From education to employment

Where do we go from here? Quality assurance in English higher education

Person holding a black folder

After March 2023, the UK-wide Quality Assurance Agency (QAA) will stop being the Designated Quality Body for English higher education, as the QAA wants to avoid losing its registration with the European Quality Assurance Register for Higher Education (EQAR).

A new paper from the Higher Education Policy Institute, Where do we go from here? Quality assurance in English higher education (Policy Note 44) by Andrew M Boggs, Visiting Fellow at the Oxford Centre for Higher Education Policy Studies and University Clerk at Kingston University, considers the consequences.

Andrew M Boggs, the author of the report, said:

‘There is growing concern that key elements of the Higher Education and Research Act are not being faithfully executed. Yet these elements helped assure the public that we would have a coherent and appropriate approach to quality and standards, protecting student interests and institutional autonomy in England, and this was one of the hallmarks of the UK’s world-leading higher education sector. This should be of concern to parliamentarians.

‘The increased separation between England and the rest of the UK on regulation of quality and standards in higher education is likely to damage the international reputation of higher education throughout the UK. This risks one of our greatest exports at a time when the UK needs to capitalise on where it has global strength.’
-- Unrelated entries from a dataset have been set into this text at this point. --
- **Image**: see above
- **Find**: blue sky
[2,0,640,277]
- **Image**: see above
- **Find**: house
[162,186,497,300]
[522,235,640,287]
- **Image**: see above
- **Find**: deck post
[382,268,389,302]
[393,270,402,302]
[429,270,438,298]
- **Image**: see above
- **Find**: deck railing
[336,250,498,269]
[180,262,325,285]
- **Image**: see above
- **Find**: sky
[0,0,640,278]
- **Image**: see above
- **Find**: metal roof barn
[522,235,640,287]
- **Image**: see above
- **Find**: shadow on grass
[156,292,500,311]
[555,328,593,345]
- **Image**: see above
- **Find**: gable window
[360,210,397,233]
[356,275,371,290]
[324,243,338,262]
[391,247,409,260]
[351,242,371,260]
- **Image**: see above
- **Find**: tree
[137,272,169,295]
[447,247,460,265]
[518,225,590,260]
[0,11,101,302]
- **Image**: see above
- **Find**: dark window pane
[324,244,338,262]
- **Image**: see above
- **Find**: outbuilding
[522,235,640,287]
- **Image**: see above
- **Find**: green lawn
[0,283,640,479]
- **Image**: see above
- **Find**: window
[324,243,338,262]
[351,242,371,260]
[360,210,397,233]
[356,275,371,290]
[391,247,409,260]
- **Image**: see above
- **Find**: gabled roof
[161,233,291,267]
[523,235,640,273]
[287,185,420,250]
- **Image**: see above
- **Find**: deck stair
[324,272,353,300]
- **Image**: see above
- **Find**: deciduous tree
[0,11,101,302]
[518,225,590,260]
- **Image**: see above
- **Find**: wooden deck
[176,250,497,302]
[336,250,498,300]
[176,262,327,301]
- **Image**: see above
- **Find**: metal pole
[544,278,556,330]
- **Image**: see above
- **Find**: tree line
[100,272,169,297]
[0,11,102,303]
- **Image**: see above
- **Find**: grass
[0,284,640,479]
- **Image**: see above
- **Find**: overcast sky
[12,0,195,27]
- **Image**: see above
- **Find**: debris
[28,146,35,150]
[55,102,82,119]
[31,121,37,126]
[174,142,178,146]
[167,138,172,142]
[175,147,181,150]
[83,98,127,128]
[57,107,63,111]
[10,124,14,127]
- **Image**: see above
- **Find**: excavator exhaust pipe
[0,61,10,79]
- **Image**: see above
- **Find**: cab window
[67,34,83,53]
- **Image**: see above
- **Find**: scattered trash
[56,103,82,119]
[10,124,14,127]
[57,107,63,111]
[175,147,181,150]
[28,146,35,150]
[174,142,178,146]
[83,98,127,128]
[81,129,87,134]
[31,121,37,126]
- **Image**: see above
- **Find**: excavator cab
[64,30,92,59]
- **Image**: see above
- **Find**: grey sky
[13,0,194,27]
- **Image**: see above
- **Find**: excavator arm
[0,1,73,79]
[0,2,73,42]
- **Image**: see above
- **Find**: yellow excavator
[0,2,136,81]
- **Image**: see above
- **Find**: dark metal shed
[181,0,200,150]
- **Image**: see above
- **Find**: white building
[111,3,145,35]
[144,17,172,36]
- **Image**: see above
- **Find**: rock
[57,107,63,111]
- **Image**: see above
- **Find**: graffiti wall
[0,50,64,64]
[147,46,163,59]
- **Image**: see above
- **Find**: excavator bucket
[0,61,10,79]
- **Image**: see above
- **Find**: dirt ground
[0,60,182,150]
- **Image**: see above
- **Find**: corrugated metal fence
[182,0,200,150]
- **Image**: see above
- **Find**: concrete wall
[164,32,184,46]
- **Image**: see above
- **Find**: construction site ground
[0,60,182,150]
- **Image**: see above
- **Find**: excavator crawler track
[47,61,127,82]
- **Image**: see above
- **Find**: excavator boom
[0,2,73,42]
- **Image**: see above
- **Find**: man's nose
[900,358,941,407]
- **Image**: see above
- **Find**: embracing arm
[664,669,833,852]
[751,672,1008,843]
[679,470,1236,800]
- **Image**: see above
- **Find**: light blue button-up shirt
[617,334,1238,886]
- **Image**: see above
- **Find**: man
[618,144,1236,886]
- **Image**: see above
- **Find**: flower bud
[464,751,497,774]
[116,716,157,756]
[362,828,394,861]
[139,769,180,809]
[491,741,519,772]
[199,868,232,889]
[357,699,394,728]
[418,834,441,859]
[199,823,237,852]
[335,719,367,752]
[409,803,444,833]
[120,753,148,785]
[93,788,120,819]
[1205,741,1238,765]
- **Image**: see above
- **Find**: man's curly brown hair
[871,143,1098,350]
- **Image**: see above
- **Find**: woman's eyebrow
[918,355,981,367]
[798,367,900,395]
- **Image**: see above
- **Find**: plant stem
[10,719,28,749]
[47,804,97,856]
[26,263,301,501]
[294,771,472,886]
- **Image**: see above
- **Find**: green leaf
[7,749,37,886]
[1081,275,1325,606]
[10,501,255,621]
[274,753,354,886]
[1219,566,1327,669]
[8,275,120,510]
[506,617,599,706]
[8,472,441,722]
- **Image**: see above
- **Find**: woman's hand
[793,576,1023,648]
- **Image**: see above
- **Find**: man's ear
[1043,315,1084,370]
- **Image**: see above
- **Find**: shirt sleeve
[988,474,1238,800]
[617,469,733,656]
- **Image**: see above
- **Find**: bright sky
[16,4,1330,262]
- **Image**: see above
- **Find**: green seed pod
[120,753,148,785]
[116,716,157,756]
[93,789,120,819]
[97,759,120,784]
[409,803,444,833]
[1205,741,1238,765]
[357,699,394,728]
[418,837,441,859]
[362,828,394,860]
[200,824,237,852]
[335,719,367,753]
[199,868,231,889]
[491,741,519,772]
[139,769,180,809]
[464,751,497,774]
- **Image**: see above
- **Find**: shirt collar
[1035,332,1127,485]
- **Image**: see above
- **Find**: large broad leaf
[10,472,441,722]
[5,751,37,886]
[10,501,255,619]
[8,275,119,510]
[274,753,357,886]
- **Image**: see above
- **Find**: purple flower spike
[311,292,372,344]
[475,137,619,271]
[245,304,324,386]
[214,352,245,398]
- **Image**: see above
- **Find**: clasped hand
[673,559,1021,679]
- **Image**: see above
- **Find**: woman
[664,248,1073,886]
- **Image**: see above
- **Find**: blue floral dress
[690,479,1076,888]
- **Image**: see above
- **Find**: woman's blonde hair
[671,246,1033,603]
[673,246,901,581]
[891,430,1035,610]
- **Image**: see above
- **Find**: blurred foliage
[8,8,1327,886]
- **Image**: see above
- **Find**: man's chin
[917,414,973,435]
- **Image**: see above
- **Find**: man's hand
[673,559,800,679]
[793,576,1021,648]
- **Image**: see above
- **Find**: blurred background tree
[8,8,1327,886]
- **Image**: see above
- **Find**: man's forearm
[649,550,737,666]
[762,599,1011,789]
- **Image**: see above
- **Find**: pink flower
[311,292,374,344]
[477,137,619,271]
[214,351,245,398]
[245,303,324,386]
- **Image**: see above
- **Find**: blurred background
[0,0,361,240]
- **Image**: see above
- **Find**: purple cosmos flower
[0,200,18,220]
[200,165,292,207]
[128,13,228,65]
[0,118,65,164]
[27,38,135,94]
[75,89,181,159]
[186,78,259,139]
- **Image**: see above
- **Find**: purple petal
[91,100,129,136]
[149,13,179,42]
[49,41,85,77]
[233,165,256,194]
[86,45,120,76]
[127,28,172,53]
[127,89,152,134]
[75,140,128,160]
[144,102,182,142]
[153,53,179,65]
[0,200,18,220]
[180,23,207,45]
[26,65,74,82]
Nick Hillman, Director the Higher Education Policy Institute, said:

‘There is literally nothing more important to our higher education sector than the maintenance of quality. Without secure knowledge about the quality of what is on offer, students will stop coming here from all over the world and employers will not know whether they can trust UK degrees.

‘There is widespread alarm in universities that, at the end of next month, the Quality Assurance Agency – which has been the official protector of quality for over 25 years – will cease to be the Designated Quality Body for England. No one yet knows what, if anything, will take its place.

‘A reputation for quality takes time to grow and will dissipate slowly, so there is no immediate crisis. But we do need an action plan that either allows the QAA to revert to its old status or means someone else is appointed to do the job.

‘We also need to know if the threats of new student number caps for degree courses that fall out of favour with politicians – which were first made a year ago in February 2022 – will now be seen through or, more sensibly, rejected.’